Alex and I had an accidental date a few weeks ago, accidental in that we set out to take a walk but the conversation quickly turned to “I wonder if we could get a table at Lupa.” The answer, by the way, should be no. One can never get a table at Lupa. They don’t take many reservations, they’re not very big and just about everyone in New York City loves to drop in there for a meal. It is for this pile of reasons that we’ve never been. Or we never had been. Because that evening, there was exactly one eensy little table free and there we were, having an impromptu dinner out on a weekday night, something that would have been nothing out of the ordinary, say, five months ago but as parents to a young dough ball, it was nothing short of earth shattering.

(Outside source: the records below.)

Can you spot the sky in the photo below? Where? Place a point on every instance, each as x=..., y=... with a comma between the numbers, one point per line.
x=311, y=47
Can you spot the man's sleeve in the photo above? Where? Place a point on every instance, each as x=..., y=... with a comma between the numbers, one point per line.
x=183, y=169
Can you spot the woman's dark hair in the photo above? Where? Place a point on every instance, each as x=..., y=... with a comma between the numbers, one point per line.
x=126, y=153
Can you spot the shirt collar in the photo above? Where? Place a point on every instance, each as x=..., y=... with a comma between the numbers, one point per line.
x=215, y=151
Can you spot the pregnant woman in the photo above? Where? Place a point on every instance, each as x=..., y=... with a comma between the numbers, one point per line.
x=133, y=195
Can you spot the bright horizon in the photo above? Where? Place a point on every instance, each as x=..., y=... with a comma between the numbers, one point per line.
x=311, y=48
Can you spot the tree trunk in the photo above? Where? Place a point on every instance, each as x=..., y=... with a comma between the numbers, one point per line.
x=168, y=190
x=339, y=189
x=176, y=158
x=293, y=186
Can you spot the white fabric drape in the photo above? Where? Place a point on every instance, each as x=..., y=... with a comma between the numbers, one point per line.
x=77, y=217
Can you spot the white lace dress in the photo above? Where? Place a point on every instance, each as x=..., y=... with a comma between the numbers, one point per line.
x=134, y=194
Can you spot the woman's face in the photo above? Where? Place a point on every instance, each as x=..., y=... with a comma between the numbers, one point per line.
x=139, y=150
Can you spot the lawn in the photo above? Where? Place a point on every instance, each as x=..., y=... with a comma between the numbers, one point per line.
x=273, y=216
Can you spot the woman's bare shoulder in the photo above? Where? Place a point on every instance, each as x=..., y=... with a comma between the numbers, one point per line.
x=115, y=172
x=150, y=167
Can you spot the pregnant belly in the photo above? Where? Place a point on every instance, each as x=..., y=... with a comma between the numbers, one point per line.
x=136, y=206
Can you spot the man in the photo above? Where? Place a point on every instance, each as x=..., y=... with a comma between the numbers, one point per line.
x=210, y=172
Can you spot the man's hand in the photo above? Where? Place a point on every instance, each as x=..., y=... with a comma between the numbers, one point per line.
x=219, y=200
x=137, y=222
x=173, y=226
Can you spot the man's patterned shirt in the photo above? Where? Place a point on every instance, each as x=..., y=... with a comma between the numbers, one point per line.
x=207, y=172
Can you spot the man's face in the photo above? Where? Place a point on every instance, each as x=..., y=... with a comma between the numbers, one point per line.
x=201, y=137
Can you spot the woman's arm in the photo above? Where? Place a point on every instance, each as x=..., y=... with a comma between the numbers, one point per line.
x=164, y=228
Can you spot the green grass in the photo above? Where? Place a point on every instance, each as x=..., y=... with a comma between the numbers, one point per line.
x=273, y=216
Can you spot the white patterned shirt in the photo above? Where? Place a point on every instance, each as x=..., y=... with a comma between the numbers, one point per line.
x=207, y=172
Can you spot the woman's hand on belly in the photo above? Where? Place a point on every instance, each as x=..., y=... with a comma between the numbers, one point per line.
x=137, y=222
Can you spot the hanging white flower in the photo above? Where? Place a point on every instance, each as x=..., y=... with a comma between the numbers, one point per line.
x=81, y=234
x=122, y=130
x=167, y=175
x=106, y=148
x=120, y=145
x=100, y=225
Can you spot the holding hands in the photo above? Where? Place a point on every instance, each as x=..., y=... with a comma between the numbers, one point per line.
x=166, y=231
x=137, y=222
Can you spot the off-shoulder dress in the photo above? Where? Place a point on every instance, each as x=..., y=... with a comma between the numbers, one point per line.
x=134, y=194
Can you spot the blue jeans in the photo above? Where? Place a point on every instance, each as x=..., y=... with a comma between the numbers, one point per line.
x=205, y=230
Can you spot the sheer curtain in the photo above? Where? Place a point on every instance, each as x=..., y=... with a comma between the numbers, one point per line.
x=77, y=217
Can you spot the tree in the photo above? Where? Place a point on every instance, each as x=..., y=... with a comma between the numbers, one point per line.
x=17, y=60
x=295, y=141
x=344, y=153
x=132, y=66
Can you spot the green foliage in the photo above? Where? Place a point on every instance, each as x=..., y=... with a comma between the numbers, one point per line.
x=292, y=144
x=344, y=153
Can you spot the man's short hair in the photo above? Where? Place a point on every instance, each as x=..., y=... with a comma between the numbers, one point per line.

I ordered a beer and the spaghetti, well, the bavette or linguini fini, but for the purpose of this story, it will be spaghetti because it was just that humble. When I trust that a place won’t disappoint, I have a tendency to order the plainest thing on the menu, hearkening back to my deep-seated belief that great chefs make you wonder why you’ve wasting so much time with gimmicky sea salts and foie anything when you could be eating a perfect bowl of spaghetti. And this cacio e pepe? It sang to me. Well, sang and then admonished, as food often does in my presence, “seriously, lady, why haven’t you made this yet?”
Now, a little bit about cacio e pepe, which I have spent the last few weeks obsessing over and even auditioning a overpriced, lackluster version at a nearby restaurant named after the dish: someone who lived in Rome would probably laugh at the idea of using a recipe. It’s just grated Pecorino Romano cheese, freshly ground black pepper and pasta water. Many would argue that fat (such as oil or butter) doesn’t belong in it and you probably don’t want to know what they’d think of a Cooks Illustrated version that includes heavy cream. And mentally, I fought the dish because water and cheese? How does that gel together? It could not, it would not emulsify, no matter which method I auditioned.

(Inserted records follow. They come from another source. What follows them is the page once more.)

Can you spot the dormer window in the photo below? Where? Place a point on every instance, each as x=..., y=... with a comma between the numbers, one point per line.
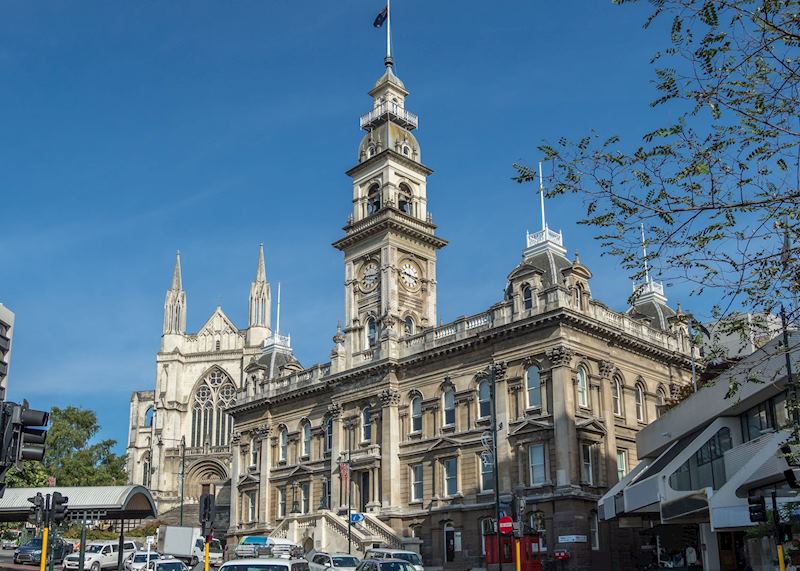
x=373, y=199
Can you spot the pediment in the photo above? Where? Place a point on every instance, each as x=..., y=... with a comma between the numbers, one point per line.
x=531, y=425
x=591, y=425
x=444, y=443
x=218, y=323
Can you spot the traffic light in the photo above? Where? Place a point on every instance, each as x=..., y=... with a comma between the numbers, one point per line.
x=58, y=507
x=37, y=509
x=758, y=508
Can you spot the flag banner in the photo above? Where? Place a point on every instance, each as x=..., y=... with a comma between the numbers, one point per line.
x=381, y=17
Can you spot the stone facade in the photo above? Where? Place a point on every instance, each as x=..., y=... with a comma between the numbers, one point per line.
x=407, y=403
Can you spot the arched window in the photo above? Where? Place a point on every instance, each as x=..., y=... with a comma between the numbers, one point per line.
x=329, y=434
x=211, y=424
x=416, y=414
x=527, y=298
x=533, y=387
x=583, y=387
x=366, y=425
x=449, y=407
x=283, y=444
x=373, y=199
x=616, y=396
x=306, y=438
x=639, y=399
x=484, y=400
x=372, y=332
x=661, y=400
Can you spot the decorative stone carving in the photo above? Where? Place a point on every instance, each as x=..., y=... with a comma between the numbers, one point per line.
x=606, y=368
x=335, y=410
x=389, y=397
x=560, y=356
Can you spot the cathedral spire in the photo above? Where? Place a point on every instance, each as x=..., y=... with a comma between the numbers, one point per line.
x=259, y=304
x=175, y=303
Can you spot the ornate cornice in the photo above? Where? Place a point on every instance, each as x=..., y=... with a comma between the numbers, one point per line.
x=560, y=356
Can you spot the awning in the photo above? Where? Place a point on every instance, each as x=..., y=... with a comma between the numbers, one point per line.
x=90, y=502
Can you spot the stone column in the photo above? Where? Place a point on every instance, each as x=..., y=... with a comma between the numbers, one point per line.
x=390, y=450
x=565, y=434
x=335, y=412
x=236, y=454
x=607, y=407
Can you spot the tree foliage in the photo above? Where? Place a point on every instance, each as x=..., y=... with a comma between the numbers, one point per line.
x=717, y=185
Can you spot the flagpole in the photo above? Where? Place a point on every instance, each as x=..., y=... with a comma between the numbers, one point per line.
x=388, y=28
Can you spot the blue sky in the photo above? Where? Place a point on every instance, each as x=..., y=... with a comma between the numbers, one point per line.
x=133, y=129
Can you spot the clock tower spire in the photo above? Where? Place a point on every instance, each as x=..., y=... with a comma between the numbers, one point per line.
x=390, y=241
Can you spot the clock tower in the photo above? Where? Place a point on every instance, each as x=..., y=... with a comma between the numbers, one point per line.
x=390, y=242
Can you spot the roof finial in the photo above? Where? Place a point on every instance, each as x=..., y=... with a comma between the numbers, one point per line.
x=261, y=271
x=541, y=196
x=177, y=281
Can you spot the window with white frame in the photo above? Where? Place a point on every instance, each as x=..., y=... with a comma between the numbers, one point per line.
x=533, y=387
x=616, y=397
x=484, y=400
x=305, y=497
x=283, y=445
x=416, y=482
x=416, y=414
x=329, y=434
x=306, y=439
x=587, y=468
x=527, y=298
x=450, y=466
x=639, y=399
x=582, y=386
x=252, y=506
x=281, y=502
x=594, y=532
x=536, y=467
x=487, y=475
x=622, y=463
x=449, y=407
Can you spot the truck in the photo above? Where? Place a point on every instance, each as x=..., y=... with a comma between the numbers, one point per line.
x=188, y=544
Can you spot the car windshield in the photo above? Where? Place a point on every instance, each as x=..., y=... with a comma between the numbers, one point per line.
x=412, y=558
x=392, y=566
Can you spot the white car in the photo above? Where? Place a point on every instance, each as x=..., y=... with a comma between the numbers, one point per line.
x=410, y=557
x=273, y=564
x=100, y=555
x=340, y=561
x=139, y=560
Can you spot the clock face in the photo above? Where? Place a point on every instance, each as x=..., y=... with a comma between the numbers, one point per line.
x=410, y=274
x=370, y=275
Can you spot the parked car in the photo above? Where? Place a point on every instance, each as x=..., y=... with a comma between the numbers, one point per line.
x=139, y=560
x=101, y=555
x=268, y=564
x=322, y=561
x=410, y=557
x=384, y=565
x=31, y=551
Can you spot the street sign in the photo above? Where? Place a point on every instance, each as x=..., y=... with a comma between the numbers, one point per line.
x=506, y=525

And then I just let it go. I fell in love with the dish at a Batali restaurant, I looked up Batali’s recipe and in it, he does not tell you to miraculously merge oil and water, he tells you to throw it all together and let it happen. And so I did. And it did. And now I don’t have to pray for the extraordinary confluence of
babysitters grandparents visiting plus a free table at Lupa to have it anymore. But I could go for a few more impromptu Wednesday night dates that involve beer.

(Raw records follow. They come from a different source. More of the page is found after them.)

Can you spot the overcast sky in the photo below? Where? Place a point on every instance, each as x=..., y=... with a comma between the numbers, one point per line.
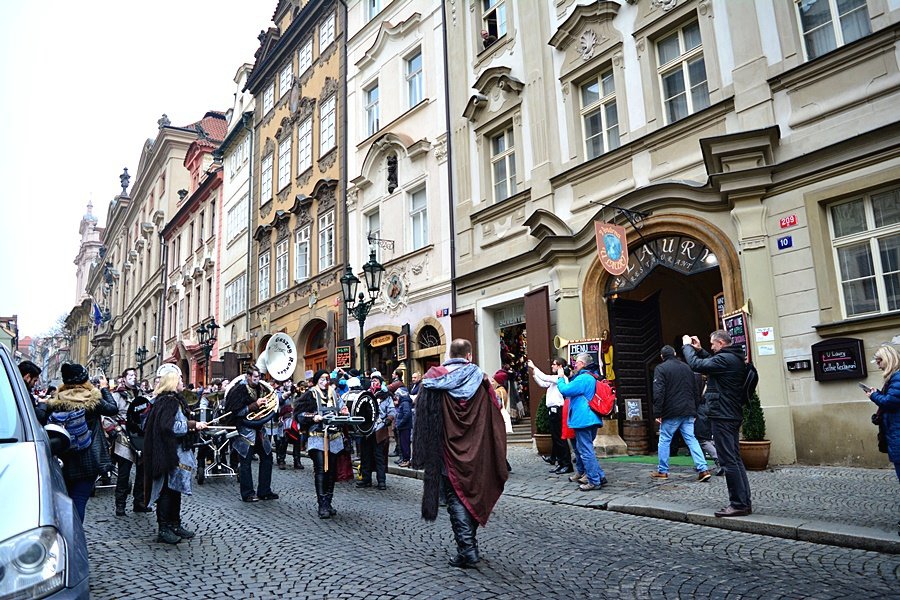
x=83, y=86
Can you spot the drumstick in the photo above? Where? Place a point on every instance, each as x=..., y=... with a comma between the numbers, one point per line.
x=219, y=418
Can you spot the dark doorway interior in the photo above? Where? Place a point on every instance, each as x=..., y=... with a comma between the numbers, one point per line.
x=665, y=306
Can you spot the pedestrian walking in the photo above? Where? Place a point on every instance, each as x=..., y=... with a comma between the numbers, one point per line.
x=675, y=399
x=582, y=419
x=560, y=454
x=460, y=441
x=887, y=399
x=78, y=406
x=169, y=455
x=726, y=371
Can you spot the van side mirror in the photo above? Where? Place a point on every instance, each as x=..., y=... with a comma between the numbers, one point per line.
x=60, y=440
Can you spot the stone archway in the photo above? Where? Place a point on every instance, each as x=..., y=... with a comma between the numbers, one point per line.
x=596, y=278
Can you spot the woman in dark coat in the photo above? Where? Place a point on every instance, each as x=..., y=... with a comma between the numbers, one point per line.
x=79, y=405
x=169, y=459
x=888, y=401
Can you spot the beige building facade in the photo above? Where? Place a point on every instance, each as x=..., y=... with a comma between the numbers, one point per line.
x=749, y=150
x=398, y=199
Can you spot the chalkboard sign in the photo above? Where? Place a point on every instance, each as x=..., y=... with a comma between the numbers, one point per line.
x=737, y=325
x=343, y=357
x=840, y=358
x=592, y=347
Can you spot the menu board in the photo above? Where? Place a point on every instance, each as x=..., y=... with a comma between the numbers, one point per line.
x=343, y=357
x=737, y=325
x=840, y=358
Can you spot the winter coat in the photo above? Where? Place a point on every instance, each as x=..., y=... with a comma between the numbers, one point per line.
x=580, y=391
x=888, y=402
x=725, y=371
x=675, y=391
x=85, y=464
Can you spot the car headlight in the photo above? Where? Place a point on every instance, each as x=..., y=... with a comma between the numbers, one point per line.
x=32, y=564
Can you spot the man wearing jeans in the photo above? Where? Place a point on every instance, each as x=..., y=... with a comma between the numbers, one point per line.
x=675, y=399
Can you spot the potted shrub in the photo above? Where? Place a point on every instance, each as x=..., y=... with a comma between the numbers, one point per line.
x=754, y=445
x=542, y=439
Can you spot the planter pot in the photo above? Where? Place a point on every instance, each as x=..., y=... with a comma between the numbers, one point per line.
x=755, y=454
x=544, y=443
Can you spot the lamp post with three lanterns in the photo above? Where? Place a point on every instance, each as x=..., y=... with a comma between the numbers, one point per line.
x=359, y=306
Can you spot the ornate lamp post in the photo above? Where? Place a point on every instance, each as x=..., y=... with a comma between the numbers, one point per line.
x=208, y=335
x=359, y=306
x=141, y=355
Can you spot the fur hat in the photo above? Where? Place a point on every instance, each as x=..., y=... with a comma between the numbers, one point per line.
x=73, y=374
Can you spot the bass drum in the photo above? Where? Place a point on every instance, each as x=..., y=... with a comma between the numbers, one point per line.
x=361, y=403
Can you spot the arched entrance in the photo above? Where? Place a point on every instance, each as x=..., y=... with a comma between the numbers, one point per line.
x=316, y=351
x=683, y=272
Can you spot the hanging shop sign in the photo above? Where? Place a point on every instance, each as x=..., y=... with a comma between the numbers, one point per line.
x=612, y=246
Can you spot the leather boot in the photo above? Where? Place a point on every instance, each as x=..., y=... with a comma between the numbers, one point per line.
x=167, y=535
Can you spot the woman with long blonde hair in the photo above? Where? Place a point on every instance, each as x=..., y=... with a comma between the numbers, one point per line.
x=888, y=401
x=169, y=459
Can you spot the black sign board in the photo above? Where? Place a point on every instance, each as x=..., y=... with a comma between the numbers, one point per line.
x=840, y=358
x=737, y=325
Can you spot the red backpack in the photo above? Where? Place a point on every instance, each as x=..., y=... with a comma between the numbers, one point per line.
x=604, y=400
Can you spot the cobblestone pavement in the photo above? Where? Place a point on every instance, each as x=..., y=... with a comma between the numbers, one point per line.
x=378, y=547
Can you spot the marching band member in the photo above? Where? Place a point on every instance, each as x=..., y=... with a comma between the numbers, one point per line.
x=245, y=398
x=169, y=456
x=311, y=409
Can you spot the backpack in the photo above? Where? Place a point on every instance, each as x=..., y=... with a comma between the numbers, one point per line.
x=751, y=378
x=76, y=424
x=603, y=401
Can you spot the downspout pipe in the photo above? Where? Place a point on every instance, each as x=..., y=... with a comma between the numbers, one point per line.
x=452, y=205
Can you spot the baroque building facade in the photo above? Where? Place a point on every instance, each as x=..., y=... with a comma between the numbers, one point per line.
x=748, y=149
x=399, y=190
x=297, y=207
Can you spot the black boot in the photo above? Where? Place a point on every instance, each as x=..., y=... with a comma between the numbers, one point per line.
x=167, y=535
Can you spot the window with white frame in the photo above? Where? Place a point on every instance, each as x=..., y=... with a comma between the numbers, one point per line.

Spaghetti with Cheese and Pepper [Spaghetti Cacio e Pepe]
Adapted very loosely from Mario Batali
As I’ve mentioned, for something with such a simple ingredient list this dish manages to fall all over the map. Some versions use just oil, no butter, some use neither oil of butter; some stud the sauce with large, barely cracked peppercorns and half-melted pebbles of romano; some opt for a smoother cheese, cacio de roma, which I located, auditioned and discovered I liked the saltier and more accessible Pecorino Romano better. There are a lot of ways to approach the dish and people who will find something inauthentic with each of them. I say ignore them all and just enjoy your spaghetti.
Serves 4 as a main, 8 as a first course
1/4 cup olive oil
1 pound dried spaghetti
2 tablespoons butter
4 ounces Pecorino Romano cheese, finely grated
1 1/2 teaspoon finely ground black pepper
Cook spaghetti in well-salted water to your al dente tastes in a large, wide-bottomed pot. (You’ll have fewer dishes to wash if you use this pot to assemble the dish as well.) Drain spaghetti, reserving 1 1/2 cups of pasta cooking water.
Dry out your pot, then heat the olive oil over high heat until almost smoking. Add drained spaghetti and 1 cup of reserved pasta water and jump back, this will splatter mightily, also known as “I made this three times, and never once learned my lesson. Do as I say, not as I do.”
Add butter, 3 ounces cheese and ground pepper and toss together with tongs. Taste, adding more pasta water, cheese, pepper or salt (which should not be neccessary, as Romano is very salty) to taste.
Serve immediately, sprinkling with reserved cheese and an extra grind or two of black pepper.